Stereotactic Radiosurgery

Stereotactic Radiosurgery (SRS) is a special form of radiation therapy used to treat benign and malignant brain tumors, blood vessel abnormalities of the brain and some neurologic conditions. Because the technologies used for SRS enable physicians and technicians to focus delivery accurately within millimeters, precise doses of radiation are delivered directly and only to the targeted area.

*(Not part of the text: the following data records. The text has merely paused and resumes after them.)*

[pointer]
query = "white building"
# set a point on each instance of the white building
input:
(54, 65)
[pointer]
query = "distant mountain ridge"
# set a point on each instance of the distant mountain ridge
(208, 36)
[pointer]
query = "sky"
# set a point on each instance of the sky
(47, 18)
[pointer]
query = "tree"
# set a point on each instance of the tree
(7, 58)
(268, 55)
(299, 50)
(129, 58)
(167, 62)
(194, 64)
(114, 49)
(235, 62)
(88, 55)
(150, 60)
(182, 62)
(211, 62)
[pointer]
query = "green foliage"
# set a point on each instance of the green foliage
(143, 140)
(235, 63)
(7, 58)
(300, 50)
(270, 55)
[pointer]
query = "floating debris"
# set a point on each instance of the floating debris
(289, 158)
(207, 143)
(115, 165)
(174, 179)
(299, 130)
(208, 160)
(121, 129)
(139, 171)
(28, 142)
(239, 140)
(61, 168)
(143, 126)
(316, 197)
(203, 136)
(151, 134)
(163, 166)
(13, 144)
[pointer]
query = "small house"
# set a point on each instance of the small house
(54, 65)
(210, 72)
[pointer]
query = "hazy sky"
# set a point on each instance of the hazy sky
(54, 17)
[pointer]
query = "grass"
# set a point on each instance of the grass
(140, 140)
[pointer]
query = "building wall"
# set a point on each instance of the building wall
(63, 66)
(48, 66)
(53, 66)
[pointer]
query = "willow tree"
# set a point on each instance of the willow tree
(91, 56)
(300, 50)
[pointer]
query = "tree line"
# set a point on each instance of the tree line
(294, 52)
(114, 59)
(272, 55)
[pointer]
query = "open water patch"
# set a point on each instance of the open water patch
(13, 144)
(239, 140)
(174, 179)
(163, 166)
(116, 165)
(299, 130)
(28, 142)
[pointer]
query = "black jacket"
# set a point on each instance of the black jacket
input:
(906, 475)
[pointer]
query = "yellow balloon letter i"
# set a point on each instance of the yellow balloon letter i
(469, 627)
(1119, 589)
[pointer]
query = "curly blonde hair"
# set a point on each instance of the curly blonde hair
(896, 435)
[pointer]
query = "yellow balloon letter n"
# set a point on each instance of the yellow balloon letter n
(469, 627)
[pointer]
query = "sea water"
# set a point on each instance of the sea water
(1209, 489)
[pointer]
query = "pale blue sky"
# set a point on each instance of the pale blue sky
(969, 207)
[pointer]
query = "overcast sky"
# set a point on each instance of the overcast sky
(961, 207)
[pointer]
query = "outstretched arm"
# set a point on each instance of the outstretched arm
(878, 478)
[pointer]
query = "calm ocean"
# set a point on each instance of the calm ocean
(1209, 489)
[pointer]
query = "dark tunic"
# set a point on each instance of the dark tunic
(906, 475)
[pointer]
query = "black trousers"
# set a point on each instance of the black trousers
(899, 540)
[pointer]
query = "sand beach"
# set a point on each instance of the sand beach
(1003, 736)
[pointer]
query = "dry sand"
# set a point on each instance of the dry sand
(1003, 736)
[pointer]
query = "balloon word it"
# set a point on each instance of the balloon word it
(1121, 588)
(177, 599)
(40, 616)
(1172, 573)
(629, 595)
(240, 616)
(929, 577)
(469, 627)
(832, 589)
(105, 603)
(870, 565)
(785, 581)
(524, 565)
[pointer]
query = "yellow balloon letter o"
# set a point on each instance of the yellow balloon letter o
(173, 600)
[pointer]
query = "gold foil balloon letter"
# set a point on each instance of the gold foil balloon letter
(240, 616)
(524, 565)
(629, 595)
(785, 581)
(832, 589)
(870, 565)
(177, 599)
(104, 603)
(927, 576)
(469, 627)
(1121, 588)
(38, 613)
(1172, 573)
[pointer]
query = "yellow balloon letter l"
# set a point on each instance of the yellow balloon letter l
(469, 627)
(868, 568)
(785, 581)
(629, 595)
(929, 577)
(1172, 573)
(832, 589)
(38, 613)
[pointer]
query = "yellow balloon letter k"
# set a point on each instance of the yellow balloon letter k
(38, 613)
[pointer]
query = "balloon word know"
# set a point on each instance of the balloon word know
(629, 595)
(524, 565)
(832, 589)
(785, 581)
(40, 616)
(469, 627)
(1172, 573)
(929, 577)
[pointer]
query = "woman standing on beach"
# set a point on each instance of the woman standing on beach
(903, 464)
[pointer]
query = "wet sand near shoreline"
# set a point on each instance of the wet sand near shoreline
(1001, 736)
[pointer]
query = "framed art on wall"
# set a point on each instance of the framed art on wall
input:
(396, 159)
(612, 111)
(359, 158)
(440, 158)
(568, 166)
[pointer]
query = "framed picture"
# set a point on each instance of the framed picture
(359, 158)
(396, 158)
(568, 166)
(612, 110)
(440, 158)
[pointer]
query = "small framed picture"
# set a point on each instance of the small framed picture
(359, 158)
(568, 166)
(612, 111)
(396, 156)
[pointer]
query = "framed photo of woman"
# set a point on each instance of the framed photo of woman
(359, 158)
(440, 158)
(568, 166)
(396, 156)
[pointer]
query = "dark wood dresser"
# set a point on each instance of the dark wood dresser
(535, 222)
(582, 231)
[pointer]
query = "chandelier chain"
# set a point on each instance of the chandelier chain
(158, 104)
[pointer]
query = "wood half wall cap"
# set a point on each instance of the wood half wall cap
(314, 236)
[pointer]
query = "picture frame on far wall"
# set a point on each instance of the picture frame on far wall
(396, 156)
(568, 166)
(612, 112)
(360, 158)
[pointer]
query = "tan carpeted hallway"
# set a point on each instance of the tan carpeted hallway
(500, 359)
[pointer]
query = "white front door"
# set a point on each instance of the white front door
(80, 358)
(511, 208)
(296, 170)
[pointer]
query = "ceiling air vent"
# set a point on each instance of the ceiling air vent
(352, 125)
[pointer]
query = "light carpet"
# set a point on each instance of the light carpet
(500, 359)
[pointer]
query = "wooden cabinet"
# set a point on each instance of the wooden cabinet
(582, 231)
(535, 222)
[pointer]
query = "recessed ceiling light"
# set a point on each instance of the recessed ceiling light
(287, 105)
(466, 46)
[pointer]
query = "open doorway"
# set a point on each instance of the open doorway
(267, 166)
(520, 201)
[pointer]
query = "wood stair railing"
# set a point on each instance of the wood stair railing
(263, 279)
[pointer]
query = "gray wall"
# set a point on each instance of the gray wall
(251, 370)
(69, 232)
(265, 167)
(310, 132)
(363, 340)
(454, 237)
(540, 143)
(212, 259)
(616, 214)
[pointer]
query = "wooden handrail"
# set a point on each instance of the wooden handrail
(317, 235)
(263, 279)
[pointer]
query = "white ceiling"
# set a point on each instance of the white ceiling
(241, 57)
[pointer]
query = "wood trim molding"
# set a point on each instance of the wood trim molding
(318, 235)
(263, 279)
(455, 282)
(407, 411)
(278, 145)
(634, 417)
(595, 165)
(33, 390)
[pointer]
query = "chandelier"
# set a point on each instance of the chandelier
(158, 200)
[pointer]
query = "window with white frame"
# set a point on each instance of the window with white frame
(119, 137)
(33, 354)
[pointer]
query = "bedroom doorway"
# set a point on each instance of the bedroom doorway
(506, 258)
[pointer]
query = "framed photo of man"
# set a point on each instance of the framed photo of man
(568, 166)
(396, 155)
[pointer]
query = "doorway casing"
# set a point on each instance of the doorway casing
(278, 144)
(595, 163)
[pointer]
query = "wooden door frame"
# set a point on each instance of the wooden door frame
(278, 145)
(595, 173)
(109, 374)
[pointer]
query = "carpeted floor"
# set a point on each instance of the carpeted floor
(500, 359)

Sometimes the total dose is divided into two or more  sessions, called fractions, in order to deliver an adequate  total dose to the tumor while minimizing the effect on the  rest of the body.

SRS can be used to treat:

• Brain tumors
• Pituitary tumors
• Skull base tumors (including meningioma and schwannoma)
• Arteriovenous malformations (AVM)
• Acoustic neuromas
• Trigeminal neuralgia

SRS has been shown to offer the following advantages over surgical treatment:

• Minimally invasive – no incision
• An option for some tumors that cannot be reached safely by traditional open surgery
• The ability to perform certain procedures as an outpatient without an overnight stay in the hospital
• A rapid return to normal activities, in most cases

Our caring team of experts in radiation oncology provides stereotactic radiosurgery using state-of-the-art equipment as part of the comprehensive care offered at Smilow Cancer Hospital at Yale-New Haven.